Student hopes to use math to explain how biological cells function
Students may not appreciate their math education, but systems involving the subject are everywhere.
William Sherman, a mathematics graduate student, notices that security systems, including entering a PIN at an ATM, are based off prime numbers, which can only be divided by one and itself.
“The only people who can decompose (the systems) are the ones who created them, like the banks,” he said.
By understanding this, it can allow people to feel safer about entering a PIN at the bank, Sherman said.
Being a math major has also affected the way the graduate student views issues on a daily basis, particularly when it comes to solving problems.
“The way I approach problems (is mathematical). The key is you try something, then you try something else, and you keep throwing something at the problem and something will eventually work,” Sherman said.
“Another problem comes along and I don’t get overwhelmed. I take an analytical approach: take a step back, look at the problem, establish the situation and then decide what I can change to make things easier,” he said.

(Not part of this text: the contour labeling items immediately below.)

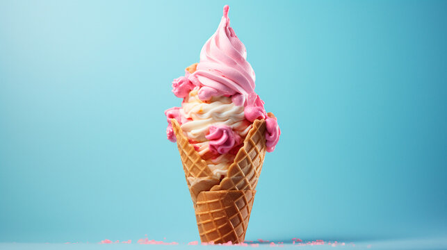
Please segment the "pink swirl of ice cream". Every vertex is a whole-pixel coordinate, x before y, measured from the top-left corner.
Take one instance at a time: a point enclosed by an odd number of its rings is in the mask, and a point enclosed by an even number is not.
[[[219,27],[202,48],[197,71],[191,76],[202,85],[199,91],[202,101],[254,91],[254,71],[246,60],[245,47],[229,26],[229,8],[224,7]]]
[[[180,76],[172,81],[172,92],[179,98],[188,97],[189,92],[194,88],[194,84],[186,76]]]
[[[281,130],[276,117],[266,118],[266,147],[268,152],[273,152],[279,140]]]
[[[209,140],[209,150],[220,154],[228,153],[241,142],[241,136],[226,125],[210,126],[205,138]]]
[[[166,136],[168,137],[168,140],[169,140],[172,142],[175,142],[177,141],[177,138],[175,138],[174,130],[172,130],[172,124],[171,124],[171,119],[175,119],[176,120],[177,120],[177,122],[179,122],[180,124],[181,124],[183,116],[180,113],[181,109],[181,108],[180,107],[174,107],[174,108],[168,108],[166,110],[165,110],[165,115],[166,115],[166,118],[168,120],[168,128],[166,128]]]

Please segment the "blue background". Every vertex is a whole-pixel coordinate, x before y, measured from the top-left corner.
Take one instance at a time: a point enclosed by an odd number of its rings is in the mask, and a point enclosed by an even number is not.
[[[0,242],[198,240],[165,109],[224,4],[282,135],[247,240],[447,235],[446,1],[0,1]]]

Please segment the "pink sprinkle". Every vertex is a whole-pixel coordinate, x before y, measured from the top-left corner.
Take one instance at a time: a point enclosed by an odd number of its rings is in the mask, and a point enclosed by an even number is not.
[[[225,245],[225,243],[222,244]],[[233,244],[233,246],[241,246],[241,247],[248,247],[248,244],[245,243],[245,242],[241,242],[241,243],[236,243],[236,244]]]
[[[106,239],[106,240],[101,240],[101,243],[99,243],[99,244],[112,244],[112,243],[113,243],[113,242],[112,242],[112,241],[111,241],[111,240],[108,240],[108,239]]]

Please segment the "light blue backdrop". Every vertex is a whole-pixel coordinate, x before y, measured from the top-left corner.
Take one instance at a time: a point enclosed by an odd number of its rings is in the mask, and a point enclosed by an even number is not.
[[[163,111],[224,4],[282,135],[247,240],[447,232],[447,2],[2,1],[0,242],[198,240]]]

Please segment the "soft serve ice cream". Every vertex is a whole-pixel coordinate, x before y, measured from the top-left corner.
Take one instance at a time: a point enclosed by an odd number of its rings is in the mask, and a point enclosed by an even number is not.
[[[247,51],[229,26],[228,6],[216,33],[200,52],[199,63],[172,81],[172,92],[181,107],[165,111],[168,139],[176,141],[171,124],[175,119],[189,143],[206,162],[214,176],[225,176],[256,119],[266,120],[266,146],[272,152],[281,131],[254,92],[254,71]]]

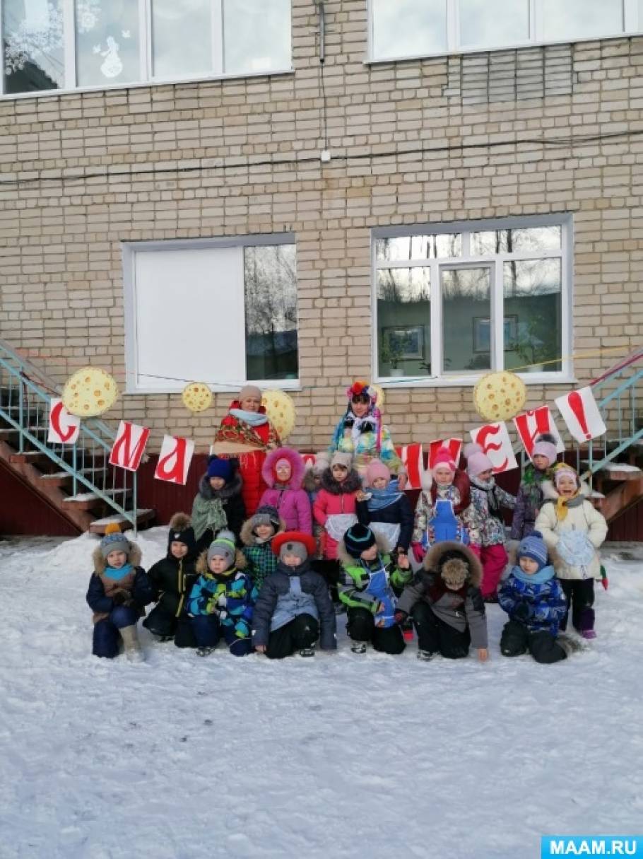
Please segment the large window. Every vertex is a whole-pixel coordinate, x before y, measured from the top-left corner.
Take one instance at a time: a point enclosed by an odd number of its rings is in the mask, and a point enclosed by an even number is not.
[[[375,230],[378,378],[568,374],[570,229],[543,216]]]
[[[291,67],[290,0],[0,0],[2,92]]]
[[[296,384],[291,236],[135,242],[124,267],[128,391]]]
[[[643,30],[643,0],[369,0],[369,10],[373,60]]]

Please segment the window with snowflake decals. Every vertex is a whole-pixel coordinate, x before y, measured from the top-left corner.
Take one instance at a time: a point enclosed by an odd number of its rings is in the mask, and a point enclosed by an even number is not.
[[[291,70],[290,0],[0,0],[0,94]]]

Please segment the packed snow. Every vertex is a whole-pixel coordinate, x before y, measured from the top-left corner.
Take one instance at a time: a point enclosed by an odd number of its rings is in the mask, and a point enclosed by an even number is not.
[[[643,564],[604,551],[569,660],[91,655],[97,537],[0,543],[0,857],[522,859],[640,833]],[[167,530],[139,534],[149,567]],[[624,559],[626,558],[626,559]]]

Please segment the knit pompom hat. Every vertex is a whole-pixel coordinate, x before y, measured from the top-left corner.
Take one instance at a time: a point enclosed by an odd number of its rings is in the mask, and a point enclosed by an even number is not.
[[[464,448],[464,456],[467,458],[467,474],[470,478],[476,478],[482,472],[493,470],[491,460],[479,444],[471,442]]]
[[[431,472],[435,474],[435,471],[440,466],[443,468],[446,466],[452,473],[455,473],[456,468],[458,467],[453,461],[453,457],[451,455],[451,451],[448,448],[439,448],[434,457],[434,464],[431,466]]]
[[[213,456],[208,463],[206,476],[210,478],[222,478],[227,483],[233,475],[233,466],[229,460],[221,460],[218,456]]]
[[[344,534],[344,545],[351,557],[357,559],[367,549],[375,545],[375,534],[366,525],[356,522]]]
[[[540,531],[532,531],[521,540],[518,547],[518,558],[531,557],[538,564],[538,571],[547,565],[547,546]]]
[[[131,551],[131,543],[121,533],[118,522],[110,522],[105,529],[105,536],[100,540],[100,554],[106,560],[111,551],[124,551],[129,555]]]
[[[223,557],[227,567],[234,564],[237,546],[232,531],[220,531],[208,548],[208,566],[213,557]]]
[[[549,465],[555,462],[558,451],[556,450],[556,440],[549,433],[543,432],[538,436],[531,450],[531,458],[534,456],[544,456]]]
[[[373,486],[373,481],[377,480],[378,478],[384,478],[386,483],[388,483],[391,480],[391,472],[380,460],[371,460],[367,466],[364,484],[366,486]]]
[[[573,478],[576,486],[579,485],[578,472],[567,462],[559,462],[554,467],[554,484],[557,486],[561,478]]]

In addition to being a graduate student, Sherman is a teacher’s aid in a class called mathematical ideas, where students learn philosophies in math.
“It’s hopefully linking ideas in mathematics to different majors,” he said. “There are certain ideas that math teaches that every student should know, such as analytical thinking and comprehension.”

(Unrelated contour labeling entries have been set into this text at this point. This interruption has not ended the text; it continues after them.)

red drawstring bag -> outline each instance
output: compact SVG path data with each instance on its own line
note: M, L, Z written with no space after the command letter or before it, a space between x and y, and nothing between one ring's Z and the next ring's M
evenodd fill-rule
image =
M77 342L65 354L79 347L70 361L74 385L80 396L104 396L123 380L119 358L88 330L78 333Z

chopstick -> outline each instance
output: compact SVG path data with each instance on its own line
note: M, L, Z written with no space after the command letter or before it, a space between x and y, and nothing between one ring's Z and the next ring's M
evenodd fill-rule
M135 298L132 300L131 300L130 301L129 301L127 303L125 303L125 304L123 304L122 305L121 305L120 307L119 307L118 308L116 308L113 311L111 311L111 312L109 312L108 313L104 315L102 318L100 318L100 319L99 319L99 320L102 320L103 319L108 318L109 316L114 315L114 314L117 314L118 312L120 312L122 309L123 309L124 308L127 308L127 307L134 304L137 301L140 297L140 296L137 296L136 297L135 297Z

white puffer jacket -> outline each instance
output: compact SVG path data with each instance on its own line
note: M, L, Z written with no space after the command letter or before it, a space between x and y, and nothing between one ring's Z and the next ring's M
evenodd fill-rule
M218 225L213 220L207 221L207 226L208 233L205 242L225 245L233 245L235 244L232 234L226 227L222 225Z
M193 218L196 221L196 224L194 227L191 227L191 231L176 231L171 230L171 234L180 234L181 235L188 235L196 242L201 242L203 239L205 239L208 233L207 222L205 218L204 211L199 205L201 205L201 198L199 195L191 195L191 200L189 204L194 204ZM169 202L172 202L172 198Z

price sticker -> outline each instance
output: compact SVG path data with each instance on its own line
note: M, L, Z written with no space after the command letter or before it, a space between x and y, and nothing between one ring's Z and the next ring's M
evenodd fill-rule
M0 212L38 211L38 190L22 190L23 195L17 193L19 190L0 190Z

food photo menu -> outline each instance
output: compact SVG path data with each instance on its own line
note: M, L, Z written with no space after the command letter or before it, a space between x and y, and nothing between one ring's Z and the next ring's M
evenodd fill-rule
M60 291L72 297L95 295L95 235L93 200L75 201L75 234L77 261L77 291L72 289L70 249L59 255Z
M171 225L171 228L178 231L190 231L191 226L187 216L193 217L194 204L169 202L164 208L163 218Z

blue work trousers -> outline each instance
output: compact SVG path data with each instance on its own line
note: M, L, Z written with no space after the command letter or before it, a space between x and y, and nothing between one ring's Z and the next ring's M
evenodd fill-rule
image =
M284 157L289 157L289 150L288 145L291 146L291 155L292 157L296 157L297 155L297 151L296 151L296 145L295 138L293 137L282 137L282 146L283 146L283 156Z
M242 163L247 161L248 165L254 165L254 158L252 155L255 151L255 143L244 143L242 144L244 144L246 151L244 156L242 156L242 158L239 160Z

Sherman is also trying to teach his students and the biology department that math matters. He is conducting his own research with mathematics professor Ramin Vakilian to explain how cells work with equations.
They take biological (cells) and model them mathematically, and are currently looking for someone in the biology department who can help them test out their models.
“A lot of people focus on mathematics in business, or economics (and take that to) the stock market. Then a lot of people go into mathematics and engineering or physics. Those go hand in hand,” he said. “But the problem is there are not a lot of departments in the U.S. that even offer a major in mathematical biology.”
He has been told that he is attempting to do the impossible because cell systems are too complex to use simple math.
“There is a prevailing perception in the biology department that this can’t be done, but the problem is they don’t know the type of math that we are doing and we don’t know all the biology that they are doing, so there has to be a collaboration,” Sherman said.
The graduate student’s main passion is research, and he said he spends much time searching for research relevant to his theories. He also has four other projects he has been working on intermittently for the last two years.
“At least one point during the day, I think about something mathematical. There is always some kind of problem that I am trying to figure out,” Sherman said. “Usually I will be in a mood to do my research and I’ll spend four hours doing it.”
When he is not researching and doing course work, he likes to watch television and movies, but he will never be found reading a book.
“I don’t read books. I do research on articles and do solutions in the back of old math textbooks, but to me, that’s not reading,” Sherman said.